Vision Transformers in Domain Adaptation and Generalization: A Study of Robustness
arxiv(2024)
摘要
Deep learning models are often evaluated in scenarios where the data
distribution is different from those used in the training and validation
phases. The discrepancy presents a challenge for accurately predicting the
performance of models once deployed on the target distribution. Domain
adaptation and generalization are widely recognized as effective strategies for
addressing such shifts, thereby ensuring reliable performance. The recent
promising results in applying vision transformers in computer vision tasks,
coupled with advancements in self-attention mechanisms, have demonstrated their
significant potential for robustness and generalization in handling
distribution shifts. Motivated by the increased interest from the research
community, our paper investigates the deployment of vision transformers in
domain adaptation and domain generalization scenarios.

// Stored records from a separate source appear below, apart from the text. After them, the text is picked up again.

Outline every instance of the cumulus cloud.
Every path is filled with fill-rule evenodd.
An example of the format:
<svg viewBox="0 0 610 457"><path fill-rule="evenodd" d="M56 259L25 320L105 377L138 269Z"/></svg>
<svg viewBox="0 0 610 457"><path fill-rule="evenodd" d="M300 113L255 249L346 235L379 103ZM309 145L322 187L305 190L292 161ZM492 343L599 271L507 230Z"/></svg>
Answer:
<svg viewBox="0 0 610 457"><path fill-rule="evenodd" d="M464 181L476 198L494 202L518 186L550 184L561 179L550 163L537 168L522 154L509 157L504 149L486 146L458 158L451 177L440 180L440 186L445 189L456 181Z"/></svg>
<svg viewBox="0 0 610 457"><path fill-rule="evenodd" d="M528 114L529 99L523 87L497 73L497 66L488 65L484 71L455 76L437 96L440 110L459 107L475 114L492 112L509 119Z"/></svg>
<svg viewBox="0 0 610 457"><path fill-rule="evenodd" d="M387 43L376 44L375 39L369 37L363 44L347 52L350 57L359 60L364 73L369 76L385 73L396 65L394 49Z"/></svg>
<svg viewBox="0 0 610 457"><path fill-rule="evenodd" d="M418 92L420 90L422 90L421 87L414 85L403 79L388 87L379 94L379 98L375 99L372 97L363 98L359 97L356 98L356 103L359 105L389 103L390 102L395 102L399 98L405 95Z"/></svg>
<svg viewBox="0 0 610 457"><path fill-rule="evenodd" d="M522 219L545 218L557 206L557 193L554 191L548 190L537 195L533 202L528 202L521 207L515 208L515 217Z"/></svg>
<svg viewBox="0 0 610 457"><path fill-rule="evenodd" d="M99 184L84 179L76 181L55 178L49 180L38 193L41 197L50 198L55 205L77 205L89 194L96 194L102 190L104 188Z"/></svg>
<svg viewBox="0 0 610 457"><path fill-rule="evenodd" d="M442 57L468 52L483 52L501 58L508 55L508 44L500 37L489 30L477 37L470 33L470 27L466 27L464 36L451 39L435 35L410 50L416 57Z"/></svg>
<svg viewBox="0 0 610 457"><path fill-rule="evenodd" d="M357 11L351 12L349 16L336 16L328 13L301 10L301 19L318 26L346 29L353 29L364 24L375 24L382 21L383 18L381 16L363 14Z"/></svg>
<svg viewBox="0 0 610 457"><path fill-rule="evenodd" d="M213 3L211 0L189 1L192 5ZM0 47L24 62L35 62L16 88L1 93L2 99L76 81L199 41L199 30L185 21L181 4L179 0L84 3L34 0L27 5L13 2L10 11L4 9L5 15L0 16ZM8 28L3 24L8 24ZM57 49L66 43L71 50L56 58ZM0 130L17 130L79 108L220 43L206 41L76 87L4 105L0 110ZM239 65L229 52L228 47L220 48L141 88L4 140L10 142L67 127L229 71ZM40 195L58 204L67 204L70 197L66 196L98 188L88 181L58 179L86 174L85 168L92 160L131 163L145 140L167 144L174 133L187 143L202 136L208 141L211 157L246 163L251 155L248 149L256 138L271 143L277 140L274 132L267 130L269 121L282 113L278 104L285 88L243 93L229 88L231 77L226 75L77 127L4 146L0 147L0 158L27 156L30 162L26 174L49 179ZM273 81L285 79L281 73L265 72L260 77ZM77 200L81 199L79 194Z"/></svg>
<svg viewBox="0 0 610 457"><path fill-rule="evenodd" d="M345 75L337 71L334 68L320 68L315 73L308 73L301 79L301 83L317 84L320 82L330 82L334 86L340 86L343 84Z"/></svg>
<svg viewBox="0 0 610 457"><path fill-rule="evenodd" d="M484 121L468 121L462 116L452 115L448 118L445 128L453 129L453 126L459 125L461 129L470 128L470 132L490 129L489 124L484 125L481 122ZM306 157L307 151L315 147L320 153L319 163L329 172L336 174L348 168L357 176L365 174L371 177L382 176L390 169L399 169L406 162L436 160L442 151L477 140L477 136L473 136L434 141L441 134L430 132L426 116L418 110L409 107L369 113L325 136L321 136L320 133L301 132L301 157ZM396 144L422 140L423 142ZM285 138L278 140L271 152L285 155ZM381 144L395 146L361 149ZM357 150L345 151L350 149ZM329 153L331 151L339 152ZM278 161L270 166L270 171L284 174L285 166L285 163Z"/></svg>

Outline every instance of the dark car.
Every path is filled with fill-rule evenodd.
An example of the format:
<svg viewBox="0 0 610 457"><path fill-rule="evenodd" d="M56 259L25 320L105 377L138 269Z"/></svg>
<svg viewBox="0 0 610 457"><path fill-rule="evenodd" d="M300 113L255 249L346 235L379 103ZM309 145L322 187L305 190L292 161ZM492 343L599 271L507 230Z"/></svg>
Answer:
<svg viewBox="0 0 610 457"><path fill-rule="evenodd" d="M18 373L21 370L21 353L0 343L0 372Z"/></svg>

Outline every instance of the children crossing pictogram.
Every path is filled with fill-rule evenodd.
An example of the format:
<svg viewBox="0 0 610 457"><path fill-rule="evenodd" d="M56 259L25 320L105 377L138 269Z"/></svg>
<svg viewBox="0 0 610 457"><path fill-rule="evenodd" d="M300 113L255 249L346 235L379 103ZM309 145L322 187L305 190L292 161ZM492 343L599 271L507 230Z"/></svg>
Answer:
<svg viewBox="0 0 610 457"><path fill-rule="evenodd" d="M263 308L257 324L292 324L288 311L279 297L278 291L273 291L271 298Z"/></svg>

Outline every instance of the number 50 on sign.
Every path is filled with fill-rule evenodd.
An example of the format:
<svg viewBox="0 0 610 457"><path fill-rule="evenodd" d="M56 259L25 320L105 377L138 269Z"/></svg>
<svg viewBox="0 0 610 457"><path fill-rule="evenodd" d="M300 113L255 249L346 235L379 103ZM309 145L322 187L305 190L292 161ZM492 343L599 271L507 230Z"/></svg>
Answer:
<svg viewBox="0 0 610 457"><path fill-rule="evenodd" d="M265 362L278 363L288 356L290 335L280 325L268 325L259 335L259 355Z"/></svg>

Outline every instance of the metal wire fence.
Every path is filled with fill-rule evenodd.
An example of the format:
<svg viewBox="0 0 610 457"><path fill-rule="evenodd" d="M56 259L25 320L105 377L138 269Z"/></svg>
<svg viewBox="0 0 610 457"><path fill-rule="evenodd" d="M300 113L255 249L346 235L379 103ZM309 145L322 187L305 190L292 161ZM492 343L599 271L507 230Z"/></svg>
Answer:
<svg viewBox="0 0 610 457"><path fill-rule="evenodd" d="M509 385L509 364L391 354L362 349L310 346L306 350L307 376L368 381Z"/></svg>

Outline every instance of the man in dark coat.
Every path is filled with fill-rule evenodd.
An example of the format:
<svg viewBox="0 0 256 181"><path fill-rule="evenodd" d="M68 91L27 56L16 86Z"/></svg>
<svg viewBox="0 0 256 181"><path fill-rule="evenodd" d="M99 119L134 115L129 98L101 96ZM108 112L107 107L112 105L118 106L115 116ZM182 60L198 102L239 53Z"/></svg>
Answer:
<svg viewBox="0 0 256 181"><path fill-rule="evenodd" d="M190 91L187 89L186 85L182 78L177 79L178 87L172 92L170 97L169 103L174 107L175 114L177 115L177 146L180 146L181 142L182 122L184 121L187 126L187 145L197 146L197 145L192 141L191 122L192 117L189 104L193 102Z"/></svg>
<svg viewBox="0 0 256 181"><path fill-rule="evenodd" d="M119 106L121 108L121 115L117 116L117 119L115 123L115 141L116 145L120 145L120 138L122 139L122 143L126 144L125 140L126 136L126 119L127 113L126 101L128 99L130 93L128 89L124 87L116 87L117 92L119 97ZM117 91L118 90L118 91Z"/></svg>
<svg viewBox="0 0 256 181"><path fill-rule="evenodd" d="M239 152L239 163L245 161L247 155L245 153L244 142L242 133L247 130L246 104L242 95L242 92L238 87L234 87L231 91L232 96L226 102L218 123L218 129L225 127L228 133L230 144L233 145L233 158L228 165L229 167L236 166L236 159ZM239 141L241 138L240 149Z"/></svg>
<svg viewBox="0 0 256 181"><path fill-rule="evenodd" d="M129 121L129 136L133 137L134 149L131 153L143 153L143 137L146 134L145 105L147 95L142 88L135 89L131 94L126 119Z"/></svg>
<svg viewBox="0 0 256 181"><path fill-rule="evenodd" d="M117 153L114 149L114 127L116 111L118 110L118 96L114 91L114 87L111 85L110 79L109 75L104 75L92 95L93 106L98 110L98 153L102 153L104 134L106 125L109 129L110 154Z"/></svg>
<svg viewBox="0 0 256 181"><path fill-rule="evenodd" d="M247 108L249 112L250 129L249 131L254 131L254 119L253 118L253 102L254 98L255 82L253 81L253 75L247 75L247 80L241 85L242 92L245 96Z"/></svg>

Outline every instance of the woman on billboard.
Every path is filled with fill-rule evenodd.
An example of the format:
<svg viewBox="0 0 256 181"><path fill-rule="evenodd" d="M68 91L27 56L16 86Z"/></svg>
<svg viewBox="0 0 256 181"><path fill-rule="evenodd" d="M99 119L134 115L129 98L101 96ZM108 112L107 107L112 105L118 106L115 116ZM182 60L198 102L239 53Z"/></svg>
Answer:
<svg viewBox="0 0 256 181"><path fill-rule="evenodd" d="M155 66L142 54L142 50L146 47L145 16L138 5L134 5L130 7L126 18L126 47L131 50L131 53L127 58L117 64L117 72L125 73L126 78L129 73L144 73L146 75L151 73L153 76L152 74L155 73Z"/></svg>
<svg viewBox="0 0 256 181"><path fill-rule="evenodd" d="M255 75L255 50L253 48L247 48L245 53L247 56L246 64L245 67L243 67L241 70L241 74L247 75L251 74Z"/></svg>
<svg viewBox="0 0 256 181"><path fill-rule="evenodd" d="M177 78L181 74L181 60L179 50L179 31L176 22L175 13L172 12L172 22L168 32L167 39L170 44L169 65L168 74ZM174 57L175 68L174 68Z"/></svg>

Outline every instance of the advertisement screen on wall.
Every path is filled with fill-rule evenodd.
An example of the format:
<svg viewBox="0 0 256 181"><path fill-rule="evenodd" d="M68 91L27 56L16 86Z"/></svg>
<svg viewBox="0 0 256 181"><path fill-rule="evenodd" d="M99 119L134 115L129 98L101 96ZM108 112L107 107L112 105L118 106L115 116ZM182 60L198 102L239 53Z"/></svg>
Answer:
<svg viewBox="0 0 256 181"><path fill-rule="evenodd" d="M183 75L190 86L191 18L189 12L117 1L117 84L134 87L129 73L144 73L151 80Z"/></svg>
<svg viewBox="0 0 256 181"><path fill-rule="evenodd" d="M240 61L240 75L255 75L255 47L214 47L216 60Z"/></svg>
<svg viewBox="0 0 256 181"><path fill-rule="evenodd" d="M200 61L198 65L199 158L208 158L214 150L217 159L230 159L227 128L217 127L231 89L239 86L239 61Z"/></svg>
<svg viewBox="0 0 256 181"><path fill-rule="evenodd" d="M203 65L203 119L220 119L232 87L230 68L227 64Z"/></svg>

For domain adaptation
methods, we categorize research into feature-level, instance-level, model-level
adaptations, and hybrid approaches, along with other categorizations with
respect to diverse strategies for enhancing domain adaptation. Similarly, for
domain generalization, we categorize research into multi-domain learning,
meta-learning, regularization techniques, and data augmentation strategies. We
further classify diverse strategies in research, underscoring the various
approaches researchers have taken to address distribution shifts by integrating
vision transformers. The inclusion of comprehensive tables summarizing these
categories is a distinct feature of our work, offering valuable insights for
researchers. These findings highlight the versatility of vision transformers in
managing distribution shifts, crucial for real-world applications, especially
in critical safety and decision-making scenarios.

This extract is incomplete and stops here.